By proving contraries, truth is made manifest.England explains this, writing that "tragic paradox lies at the heart of things and that life and salvation, truth and progress, come only through anxiously, bravely grappling with those paradoxes, both in action and in thought" (Dialogues with Myself ix).
T. Givens gives an example of this, explaining in The God Who Weeps, that obedience to God “is our way of displaying trust in His counsel, and faithfulness effects the gradual change of heart and mind that moves us forward. The lovely paradox of willing compliance with what an ancient prophet called “The great plan of happiness,” is that conformity to law breeds both freedom and individualism. We may think a leaping child, in the euphoria of his imagination, enjoys unfettered freedom when he tells us he is going to land on the moon. But the rocket scientist hard at work in the laboratory, enmeshed in formulae and equations she has labored to master, and slaving away in perfect conformity with the laws of physics, is the one with true freedom: for she will land on the moon; the boy will not (Kindle Edition Loc 1850).
It is only by embracing the paradox of freedom through conformity that true liberations comes. It is only by engaging in the cognitive dissonance of contraries and continuing to choose faith that progress is made.
This is in part because it is through fundamental opposition that this earth life makes salvation possible. We are part of a world that is "full of opposites, paradoxes, incompletions -- all of which cause pain and loss as well as make passible struggle and growth and joy" (Dialogues with Myself x).
It is also because we must experience the darkness in order to independently and completely choose the light. My roommate quoted this one day while we were discussing something along these lines:
"God works by contraries so that a man feels himself to be lost in the very moment when he is on the point of being saved." --From Martin Luther's 95 theses.We grow through contraries, but we are also empowered through them. When we feel the most lost, confused, conflicted, and all but overcome by the incongruity of things before us AND THEN STILL choose faith and obedience, we reach a kind of transcendence -- a special communion with the Lord as we are made holy -- and find ourselves choosing to conform to the very conditions that empower us.

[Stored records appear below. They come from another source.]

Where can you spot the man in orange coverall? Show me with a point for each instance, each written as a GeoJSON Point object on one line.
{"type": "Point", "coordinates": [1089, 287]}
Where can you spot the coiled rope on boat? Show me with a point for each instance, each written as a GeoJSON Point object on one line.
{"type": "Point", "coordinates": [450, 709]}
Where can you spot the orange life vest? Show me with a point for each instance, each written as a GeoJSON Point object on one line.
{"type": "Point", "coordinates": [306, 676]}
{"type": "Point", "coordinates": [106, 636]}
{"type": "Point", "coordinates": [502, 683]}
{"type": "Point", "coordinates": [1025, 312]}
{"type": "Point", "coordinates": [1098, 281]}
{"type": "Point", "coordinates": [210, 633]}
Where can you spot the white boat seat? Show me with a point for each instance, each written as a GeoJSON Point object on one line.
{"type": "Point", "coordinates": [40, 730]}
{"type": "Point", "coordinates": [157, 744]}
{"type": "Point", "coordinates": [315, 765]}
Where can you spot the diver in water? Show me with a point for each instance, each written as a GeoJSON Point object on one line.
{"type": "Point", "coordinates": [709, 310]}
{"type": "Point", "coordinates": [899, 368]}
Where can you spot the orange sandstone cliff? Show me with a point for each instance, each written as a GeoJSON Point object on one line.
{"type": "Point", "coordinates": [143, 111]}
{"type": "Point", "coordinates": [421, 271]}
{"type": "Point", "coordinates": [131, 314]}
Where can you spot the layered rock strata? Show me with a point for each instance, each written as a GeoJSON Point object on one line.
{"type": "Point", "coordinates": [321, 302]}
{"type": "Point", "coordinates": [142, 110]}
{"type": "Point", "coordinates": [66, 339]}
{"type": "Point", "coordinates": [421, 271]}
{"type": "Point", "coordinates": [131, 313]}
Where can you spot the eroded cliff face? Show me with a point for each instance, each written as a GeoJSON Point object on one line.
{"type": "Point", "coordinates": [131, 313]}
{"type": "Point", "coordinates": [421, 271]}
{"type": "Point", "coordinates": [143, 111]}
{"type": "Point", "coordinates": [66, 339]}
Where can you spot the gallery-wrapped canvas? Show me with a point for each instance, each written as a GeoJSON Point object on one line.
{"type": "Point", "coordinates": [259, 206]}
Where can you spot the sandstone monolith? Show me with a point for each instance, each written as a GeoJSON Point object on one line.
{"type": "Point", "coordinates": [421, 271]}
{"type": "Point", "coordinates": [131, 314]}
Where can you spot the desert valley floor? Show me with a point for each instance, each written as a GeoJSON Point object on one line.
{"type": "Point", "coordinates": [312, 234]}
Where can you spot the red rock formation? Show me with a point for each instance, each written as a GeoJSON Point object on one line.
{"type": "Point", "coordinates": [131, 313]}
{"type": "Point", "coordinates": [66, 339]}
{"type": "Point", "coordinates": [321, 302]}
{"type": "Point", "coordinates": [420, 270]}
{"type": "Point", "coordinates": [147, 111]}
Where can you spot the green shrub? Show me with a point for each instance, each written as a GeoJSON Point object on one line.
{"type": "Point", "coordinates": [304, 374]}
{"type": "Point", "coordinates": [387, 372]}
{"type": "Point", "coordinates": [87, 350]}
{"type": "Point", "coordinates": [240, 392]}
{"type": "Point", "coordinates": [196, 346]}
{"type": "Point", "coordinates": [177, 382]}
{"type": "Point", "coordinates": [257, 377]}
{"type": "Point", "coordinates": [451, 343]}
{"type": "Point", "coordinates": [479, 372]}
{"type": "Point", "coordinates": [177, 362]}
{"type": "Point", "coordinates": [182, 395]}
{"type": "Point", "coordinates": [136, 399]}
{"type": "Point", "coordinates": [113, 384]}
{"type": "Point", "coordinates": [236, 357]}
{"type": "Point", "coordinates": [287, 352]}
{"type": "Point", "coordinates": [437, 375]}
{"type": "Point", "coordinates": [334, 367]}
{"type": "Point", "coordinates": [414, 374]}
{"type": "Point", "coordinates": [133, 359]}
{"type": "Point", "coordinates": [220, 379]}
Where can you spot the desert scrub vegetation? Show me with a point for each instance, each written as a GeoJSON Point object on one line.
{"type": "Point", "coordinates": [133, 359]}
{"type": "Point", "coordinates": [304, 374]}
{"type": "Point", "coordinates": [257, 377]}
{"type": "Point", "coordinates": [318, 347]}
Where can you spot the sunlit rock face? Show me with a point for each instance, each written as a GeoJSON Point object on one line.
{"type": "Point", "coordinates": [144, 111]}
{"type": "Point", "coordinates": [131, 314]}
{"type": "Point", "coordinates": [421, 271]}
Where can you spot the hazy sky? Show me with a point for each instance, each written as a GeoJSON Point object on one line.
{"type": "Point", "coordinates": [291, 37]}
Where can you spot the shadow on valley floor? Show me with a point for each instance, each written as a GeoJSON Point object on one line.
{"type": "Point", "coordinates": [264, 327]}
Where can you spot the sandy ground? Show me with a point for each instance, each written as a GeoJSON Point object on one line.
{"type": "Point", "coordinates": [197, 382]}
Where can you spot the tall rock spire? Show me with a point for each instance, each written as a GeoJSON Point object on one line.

"And again, verily I say unto you, that which is governed by law is also preserved by law and perfected and sanctified by the same" (D&C 88:34)The keeping of law makes us holy, it sanctifies us -- and the Lord has promised:
"Sanctify yourselves and ye shall be endowed with power" (D&C 43:16)Every moment of paradox and contradiction is an opportunity to yield our hearts to God (Helaman 3:33-35). They are the setting in which we choose time and time again to maintain our integrity in a context where the options before us cannot be easily and rationally resolved.
To go back to something I've quoted on this blog before:
I am convinced that there must be grounds for doubt as well as belief, in order to render the choice more truly a choice, and therefore the more deliberate, and laden with personal vulnerability and investment. The option to believe must appear on one’s personal horizon like the fruit of paradise, perched precariously between sets of demands held in dynamic tension. One is, it would seem, always provided with sufficient materials out of which to fashion a life of credible conviction or dismissive denial. We are acted upon, in other words, by appeals to our personal values, our yearnings, our fears, our appetites and our ego. What we choose to embrace, to be responsive to, is the purest reflection of who we are and what we love. That is why faith, the choice to believe, is in the final analysis an action that is positively laden with moral significance (T. Givens qtd. from an article by Boyd Peterson).
Something to remember. By proving myself in the contraries of my life, the truth of who I am and what I love is made manifest.